Photo: Konzerthaus Berlin

Markus Fein über das Erleben und Vermitteln Neuer Musik

"Wirklich neue Türen aufstoßen"


Der Festivalleiter, Konzertdramaturg und Kulturmanager Markus Fein engagierte sich bereits in den unterschiedlichsten Kontexten mit der Vermittlung von Musik, sei es neuer oder alter, sei es gerade in der Kombination beider. 2006 entwickelte er das Programmformat "2x Hören" für die Körber-Stiftung in Hamburg. Dieses Format wird ihn in der laufenden Saison auch mehrmals nach Berlin führen, wo "2x Hören" als neue Reihe in das Programm des Konzerthauses aufgenommen worden ist. klassik.com-Autor Tobias Roth sprach mit Markus Fein über das verdoppelnde Format und über Chancen und Hindernisse der Musikvermittlung im Allgemeinen.

Um vom Allgemeinsten her zu beginnen: Was, Herr Fein, würden Sie sagen, kann der begrifflosen Kunst der Musik gegenüber ‚verstehen‘ bedeuten?

Vor allem: erleben. Erleben und genaues Hören. Ich habe den Eindruck, dass wir in der Musikvermittlung, oder wenn wir ganz allgemein über Kunst sprechen, sehr schnell am Begriff des Verstehens hängenbleiben. In meiner Arbeit als Festivalleiter oder Dramaturg erlebe ich tagtäglich das Bedürfnis der Menschen, Kunstwerke zu verstehen. Aber die Musiker oder Künstler selbst würden diesen Begriff gar nicht so unhinterfragt stehen lassen; sie würden vielmehr von einem Erleben sprechen, von einem sinnlichen Vorgang und von einer ästhetischen Wahrnehmung der Kunst. Ich glaube, dass das ein ganz entscheidender Punkt ist. Wenn man das Publikum weg von diesem Insistieren auf dem ‚Verstehen‘ und dem schnellen Begreifen eines Werkes hin zu einem sinnlichen Erfahren bringt, dann hat man schon sehr viel gewonnen. Ich will das Publikum möglichst nahe an das Werk selbst heranführen und glaube, dass es in meiner Arbeit als Vermittler sehr wichtig ist, die Menschen ganz konkret mit der Musik in Berührung zu bringen. Deswegen setze ich nicht an der Frage an, an der wir scheitern müssten, nämlich wie das Werk zu verstehen ist. Ich setze eher bei der Frage an: Wie können wir dieses Musikstück hören? Das intensive Hören von Klang öffnet plötzlich Türen, und man merkt, dass das Kunstwerk in der Tat etwas zu sagen hat.

Es geht also vorrangig um das Verlängern und Intensivieren von Aufmerksamkeitsspannen und das Abbauen von Hemmschwellen?

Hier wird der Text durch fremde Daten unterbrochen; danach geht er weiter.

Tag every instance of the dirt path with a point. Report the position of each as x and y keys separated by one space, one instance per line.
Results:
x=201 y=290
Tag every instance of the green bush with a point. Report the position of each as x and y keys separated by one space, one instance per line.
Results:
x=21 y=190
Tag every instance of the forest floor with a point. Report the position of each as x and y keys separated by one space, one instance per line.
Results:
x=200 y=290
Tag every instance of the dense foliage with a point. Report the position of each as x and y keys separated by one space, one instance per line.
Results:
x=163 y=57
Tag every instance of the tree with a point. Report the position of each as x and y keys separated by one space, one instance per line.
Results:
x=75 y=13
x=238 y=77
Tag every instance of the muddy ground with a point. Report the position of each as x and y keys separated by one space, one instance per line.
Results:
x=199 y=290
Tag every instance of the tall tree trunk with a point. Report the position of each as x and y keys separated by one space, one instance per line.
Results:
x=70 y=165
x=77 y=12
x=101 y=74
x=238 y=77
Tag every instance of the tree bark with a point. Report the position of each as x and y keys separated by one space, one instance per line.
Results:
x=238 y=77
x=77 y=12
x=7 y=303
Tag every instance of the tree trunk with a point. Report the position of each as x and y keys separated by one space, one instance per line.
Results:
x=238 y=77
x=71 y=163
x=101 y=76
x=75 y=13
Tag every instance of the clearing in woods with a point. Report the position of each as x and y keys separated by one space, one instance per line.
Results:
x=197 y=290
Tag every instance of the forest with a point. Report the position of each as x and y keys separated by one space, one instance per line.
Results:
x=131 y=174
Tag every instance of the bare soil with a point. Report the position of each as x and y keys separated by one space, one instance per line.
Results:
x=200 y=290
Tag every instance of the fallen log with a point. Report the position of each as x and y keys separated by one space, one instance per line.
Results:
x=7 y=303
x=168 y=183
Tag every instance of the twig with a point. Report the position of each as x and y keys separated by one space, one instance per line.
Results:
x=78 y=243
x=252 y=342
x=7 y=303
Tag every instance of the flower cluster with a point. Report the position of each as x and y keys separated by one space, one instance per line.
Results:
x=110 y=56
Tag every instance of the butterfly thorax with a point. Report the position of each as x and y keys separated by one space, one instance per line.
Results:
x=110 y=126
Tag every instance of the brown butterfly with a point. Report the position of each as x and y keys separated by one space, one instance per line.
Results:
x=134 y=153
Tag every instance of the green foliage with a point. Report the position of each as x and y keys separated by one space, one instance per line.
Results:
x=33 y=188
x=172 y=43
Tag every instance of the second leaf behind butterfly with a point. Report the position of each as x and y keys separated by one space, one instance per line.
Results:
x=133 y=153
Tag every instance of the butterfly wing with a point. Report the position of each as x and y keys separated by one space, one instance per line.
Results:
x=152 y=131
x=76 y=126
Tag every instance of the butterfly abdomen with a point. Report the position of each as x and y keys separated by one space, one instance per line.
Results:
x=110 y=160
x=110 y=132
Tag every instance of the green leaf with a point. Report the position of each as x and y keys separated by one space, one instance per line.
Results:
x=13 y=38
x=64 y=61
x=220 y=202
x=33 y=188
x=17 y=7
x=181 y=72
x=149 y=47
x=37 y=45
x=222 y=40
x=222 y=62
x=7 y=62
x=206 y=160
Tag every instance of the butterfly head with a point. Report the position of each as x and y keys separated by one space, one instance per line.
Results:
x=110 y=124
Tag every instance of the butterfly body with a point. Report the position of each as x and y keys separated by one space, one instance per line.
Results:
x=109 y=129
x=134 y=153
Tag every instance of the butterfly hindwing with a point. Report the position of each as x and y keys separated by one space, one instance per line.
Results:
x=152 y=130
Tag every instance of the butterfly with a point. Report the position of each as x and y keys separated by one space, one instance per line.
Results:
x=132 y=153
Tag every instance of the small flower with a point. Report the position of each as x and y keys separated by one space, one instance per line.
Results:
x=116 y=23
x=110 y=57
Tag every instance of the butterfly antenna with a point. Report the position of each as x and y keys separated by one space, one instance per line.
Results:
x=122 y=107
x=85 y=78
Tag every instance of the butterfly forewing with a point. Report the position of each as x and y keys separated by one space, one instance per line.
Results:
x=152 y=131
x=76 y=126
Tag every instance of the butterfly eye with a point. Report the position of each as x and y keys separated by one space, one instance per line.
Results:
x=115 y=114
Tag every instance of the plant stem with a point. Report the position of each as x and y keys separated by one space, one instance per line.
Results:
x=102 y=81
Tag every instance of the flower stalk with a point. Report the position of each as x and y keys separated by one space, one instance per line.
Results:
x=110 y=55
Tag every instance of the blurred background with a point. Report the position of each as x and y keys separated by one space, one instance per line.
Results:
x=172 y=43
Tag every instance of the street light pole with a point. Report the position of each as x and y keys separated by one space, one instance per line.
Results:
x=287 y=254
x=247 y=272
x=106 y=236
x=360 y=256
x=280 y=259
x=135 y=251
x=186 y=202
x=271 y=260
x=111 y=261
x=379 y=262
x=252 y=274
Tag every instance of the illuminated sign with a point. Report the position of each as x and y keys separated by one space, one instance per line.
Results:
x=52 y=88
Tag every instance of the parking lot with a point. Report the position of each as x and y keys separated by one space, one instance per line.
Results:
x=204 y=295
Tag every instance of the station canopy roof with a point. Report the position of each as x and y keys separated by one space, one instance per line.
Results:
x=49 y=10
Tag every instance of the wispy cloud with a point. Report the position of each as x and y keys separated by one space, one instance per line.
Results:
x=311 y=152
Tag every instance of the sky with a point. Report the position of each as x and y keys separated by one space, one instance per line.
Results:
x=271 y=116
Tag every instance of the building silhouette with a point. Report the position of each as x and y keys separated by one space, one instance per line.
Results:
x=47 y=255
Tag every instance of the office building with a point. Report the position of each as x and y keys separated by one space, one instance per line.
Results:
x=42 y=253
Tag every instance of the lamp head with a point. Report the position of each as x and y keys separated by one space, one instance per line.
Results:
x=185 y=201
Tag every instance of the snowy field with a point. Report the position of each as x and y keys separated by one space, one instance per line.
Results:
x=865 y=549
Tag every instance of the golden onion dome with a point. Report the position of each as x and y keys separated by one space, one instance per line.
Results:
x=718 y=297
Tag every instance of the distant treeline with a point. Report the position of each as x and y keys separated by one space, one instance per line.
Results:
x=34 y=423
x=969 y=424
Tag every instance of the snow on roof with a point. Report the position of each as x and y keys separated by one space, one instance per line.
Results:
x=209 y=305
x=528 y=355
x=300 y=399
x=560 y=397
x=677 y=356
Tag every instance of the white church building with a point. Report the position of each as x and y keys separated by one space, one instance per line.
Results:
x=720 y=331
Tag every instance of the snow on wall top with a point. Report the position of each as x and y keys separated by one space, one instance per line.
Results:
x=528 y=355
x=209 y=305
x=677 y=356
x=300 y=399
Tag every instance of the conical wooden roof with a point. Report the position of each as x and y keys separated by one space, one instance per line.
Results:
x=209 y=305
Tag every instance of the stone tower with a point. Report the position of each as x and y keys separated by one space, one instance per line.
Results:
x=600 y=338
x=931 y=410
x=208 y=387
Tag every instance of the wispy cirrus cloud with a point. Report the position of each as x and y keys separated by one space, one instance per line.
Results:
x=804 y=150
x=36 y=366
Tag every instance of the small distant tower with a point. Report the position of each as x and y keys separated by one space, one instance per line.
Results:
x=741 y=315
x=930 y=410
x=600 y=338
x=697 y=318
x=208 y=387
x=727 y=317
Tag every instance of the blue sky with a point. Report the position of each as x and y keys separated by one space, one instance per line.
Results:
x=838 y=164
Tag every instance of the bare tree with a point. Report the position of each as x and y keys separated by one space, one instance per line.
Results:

Selbstverständlich. Das steht noch vor unserer Diskussion. Man muss die Menschen erst einmal in den Konzertsaal bringen! Ehe sich das Problem stellt, über das wir sprachen, stellt sich ganz pragmatisch und banal die Frage: Wie sorgen wir dafür, dass die Menschen überhaupt in Konzerte gehen? Erst recht gilt das für Neue Musik, um die die Leute immer einen Bogen machen. Wenn deshalb das Publikum nach einer Veranstaltung, etwa nach einem Programm von ‚2x Hören‘, nicht sagen kann: Das hat mir Spaß gemacht, das hat mich irgendwie fasziniert, dann haben ich und mein Gesprächspartner etwas falsch gemacht. Diese Programme sind ein Angebot an das Publikum. Wir machen die Arme ganz weit und strecken die Hand aus. Gerade in dieser Konzertreihe nehmen wir die Fragen des Publikums sehr ernst. Ich glaube auch, dass ein grundsätzlicher Fehler der Musikvermittlung ist, inhaltlich zu niedrig anzusetzen. Im Allgemeinen wird das Publikum von vielen Vermittlern nicht wirklich ernst genommen. Das Publikum will gefordert sein. Gerade die Menschen, die solche Programme besuchen, bringen großes Interesse mit, und da ist es völlig fehl am Platz, wenn man sie einfach mit irgendwelchen Banalitäten abspeist. Sie wollen wirklich mit einem ästhetischen Mehrwert nach Hause gehen – und ich möchte wirklich neue Türen aufstoßen!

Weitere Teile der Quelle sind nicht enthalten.